Jenny Lind was famous not only for her voice but for a temperament that stayed sweet and generous even when life got difficult. Her marriage to Otto Goldschmidt—whom she met on her American tour in 1851—is well known. At that time she was under P. T. Barnum’s management, and Goldschmidt served as the company’s pianist.

Less known is how close she came to marrying someone far less compatible. Not long before her trip she became engaged to Claudius Harris, an officer in the English army. He was intensely religious and strongly bigoted. He pressed her to leave the stage; his family even thought she could do no better than spend the rest of her life ‘atoning’ for her theatrical career.

Lind was eventually persuaded and gave six farewell operatic performances. At the time no one assumed it would be a permanent goodbye to opera—yet it turned out to be.
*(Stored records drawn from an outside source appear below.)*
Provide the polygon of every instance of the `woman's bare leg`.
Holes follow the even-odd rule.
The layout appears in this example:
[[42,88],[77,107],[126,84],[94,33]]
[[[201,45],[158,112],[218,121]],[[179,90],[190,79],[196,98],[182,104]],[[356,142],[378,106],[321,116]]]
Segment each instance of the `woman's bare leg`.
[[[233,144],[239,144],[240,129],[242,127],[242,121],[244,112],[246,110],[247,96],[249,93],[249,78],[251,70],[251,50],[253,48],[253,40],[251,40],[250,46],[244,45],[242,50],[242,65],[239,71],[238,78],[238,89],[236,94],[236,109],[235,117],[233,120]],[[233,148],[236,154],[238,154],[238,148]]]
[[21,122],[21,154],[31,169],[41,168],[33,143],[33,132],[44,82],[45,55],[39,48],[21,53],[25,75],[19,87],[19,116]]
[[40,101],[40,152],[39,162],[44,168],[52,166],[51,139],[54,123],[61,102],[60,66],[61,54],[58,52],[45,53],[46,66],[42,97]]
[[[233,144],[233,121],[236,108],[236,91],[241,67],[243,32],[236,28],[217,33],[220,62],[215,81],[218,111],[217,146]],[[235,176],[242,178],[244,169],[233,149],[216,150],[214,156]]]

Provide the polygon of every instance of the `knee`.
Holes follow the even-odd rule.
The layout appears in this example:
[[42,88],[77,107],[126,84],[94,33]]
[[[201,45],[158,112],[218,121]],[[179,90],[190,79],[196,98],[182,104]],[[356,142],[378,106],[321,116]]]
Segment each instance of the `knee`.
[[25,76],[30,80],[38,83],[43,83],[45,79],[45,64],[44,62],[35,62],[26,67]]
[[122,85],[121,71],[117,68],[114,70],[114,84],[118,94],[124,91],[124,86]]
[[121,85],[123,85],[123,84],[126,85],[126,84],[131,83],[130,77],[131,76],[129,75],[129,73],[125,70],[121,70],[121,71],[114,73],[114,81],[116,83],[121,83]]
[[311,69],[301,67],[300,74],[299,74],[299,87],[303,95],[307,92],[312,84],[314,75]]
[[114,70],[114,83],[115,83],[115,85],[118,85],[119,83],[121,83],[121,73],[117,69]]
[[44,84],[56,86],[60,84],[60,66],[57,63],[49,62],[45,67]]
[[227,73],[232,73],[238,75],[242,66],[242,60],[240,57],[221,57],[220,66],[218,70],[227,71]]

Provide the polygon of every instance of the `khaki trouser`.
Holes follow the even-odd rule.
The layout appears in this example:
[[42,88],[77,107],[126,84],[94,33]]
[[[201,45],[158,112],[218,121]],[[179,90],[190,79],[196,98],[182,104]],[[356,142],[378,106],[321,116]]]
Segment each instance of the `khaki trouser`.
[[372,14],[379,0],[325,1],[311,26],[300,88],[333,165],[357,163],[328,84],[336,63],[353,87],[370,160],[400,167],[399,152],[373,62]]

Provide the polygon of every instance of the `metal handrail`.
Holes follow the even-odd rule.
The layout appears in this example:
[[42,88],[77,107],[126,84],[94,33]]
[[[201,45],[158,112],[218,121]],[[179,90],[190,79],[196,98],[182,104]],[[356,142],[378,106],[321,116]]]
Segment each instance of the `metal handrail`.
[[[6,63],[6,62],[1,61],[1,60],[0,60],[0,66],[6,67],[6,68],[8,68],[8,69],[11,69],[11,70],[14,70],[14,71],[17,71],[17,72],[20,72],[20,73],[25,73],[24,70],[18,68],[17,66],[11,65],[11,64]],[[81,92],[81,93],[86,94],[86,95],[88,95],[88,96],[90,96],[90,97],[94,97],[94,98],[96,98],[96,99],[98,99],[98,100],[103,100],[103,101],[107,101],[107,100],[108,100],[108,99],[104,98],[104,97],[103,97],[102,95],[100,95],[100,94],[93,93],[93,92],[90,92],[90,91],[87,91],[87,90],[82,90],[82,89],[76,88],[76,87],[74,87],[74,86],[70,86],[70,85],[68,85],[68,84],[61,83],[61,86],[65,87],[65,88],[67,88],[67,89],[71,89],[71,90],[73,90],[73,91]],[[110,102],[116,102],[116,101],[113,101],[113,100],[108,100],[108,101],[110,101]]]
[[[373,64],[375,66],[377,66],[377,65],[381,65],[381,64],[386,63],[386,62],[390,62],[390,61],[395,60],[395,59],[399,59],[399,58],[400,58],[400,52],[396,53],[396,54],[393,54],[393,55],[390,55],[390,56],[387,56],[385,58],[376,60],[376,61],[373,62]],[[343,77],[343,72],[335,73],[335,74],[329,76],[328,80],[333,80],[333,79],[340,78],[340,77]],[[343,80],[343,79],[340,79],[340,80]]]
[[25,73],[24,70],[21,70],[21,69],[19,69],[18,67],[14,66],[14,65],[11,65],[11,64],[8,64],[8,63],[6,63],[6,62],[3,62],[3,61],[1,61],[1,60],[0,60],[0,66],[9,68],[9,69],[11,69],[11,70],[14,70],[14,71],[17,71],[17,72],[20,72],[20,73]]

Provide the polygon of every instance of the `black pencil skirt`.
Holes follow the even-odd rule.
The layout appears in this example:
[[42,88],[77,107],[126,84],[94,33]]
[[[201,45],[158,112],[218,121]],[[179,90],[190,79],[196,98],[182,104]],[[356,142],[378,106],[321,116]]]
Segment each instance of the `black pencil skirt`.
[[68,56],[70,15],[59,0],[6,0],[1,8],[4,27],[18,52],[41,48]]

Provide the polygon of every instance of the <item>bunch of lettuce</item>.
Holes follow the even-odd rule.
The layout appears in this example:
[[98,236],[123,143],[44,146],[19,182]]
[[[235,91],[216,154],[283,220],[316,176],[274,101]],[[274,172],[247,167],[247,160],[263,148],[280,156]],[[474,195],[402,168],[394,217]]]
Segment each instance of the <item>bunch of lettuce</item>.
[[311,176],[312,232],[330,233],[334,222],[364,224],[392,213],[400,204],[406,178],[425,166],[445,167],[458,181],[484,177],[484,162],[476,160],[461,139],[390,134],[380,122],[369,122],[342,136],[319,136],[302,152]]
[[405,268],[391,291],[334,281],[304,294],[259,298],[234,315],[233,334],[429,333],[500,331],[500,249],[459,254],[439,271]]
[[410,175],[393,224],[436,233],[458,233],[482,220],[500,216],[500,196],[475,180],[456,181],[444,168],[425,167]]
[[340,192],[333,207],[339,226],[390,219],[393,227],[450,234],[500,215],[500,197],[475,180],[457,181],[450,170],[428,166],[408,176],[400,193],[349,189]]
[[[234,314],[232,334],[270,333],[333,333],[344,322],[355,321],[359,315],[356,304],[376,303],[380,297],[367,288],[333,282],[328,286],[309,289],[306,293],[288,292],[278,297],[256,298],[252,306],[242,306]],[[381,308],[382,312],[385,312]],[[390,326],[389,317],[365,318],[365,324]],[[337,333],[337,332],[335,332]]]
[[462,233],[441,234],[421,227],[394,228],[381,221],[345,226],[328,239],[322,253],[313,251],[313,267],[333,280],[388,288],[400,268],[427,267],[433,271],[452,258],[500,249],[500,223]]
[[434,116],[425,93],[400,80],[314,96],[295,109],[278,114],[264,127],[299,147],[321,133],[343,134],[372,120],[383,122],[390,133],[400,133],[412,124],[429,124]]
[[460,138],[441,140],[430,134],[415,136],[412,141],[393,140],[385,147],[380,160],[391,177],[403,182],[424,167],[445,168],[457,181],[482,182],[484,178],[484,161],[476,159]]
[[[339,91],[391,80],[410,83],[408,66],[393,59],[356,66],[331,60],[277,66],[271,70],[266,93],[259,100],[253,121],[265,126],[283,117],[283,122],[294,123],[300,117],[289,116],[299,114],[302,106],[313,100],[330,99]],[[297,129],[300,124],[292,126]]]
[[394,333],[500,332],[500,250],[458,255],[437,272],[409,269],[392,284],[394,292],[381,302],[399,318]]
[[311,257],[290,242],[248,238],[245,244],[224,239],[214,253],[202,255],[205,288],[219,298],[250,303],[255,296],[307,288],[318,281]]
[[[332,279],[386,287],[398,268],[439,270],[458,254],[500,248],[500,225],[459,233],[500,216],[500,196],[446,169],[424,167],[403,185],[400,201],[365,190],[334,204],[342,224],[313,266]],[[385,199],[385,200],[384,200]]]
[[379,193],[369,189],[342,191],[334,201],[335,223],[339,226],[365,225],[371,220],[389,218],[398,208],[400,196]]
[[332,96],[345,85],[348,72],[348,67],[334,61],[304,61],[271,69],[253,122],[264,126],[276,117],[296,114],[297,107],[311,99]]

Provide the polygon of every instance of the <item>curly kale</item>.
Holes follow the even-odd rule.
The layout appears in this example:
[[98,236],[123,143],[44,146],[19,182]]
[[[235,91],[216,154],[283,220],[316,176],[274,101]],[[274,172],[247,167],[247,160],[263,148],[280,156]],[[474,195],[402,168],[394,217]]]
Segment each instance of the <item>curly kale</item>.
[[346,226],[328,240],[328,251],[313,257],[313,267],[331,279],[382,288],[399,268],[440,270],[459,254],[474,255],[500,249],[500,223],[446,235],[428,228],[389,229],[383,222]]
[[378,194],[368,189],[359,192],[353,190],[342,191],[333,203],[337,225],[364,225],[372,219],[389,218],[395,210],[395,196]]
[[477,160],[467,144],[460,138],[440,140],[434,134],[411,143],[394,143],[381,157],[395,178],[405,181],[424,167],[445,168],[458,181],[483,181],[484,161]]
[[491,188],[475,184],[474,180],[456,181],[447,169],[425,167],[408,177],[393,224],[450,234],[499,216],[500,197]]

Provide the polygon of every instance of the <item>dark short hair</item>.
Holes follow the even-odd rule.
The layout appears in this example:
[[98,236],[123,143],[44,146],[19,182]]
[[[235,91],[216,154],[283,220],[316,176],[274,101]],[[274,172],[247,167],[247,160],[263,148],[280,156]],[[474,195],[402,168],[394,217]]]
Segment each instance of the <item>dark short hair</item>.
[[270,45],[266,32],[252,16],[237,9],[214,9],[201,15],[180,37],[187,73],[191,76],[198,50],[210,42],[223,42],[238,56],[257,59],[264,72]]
When it came to wedding arrangements, Harris demanded that the marriage contract include a promise that she would never return to the operatic stage. He also objected to her having full control of her earnings, calling it ‘unscriptural.’ The engagement nearly collapsed. Harris frightened her with threats of torment here and hereafter if she broke her word.

They reconciled, and she sat at the piano singing to him—but when she turned around, she found him asleep. Over time Harris became more and more repugnant to her, and the engagement was broken off. Not long afterward she met Goldschmidt, a worthier partner, and married him in 1852 after a year’s acquaintance.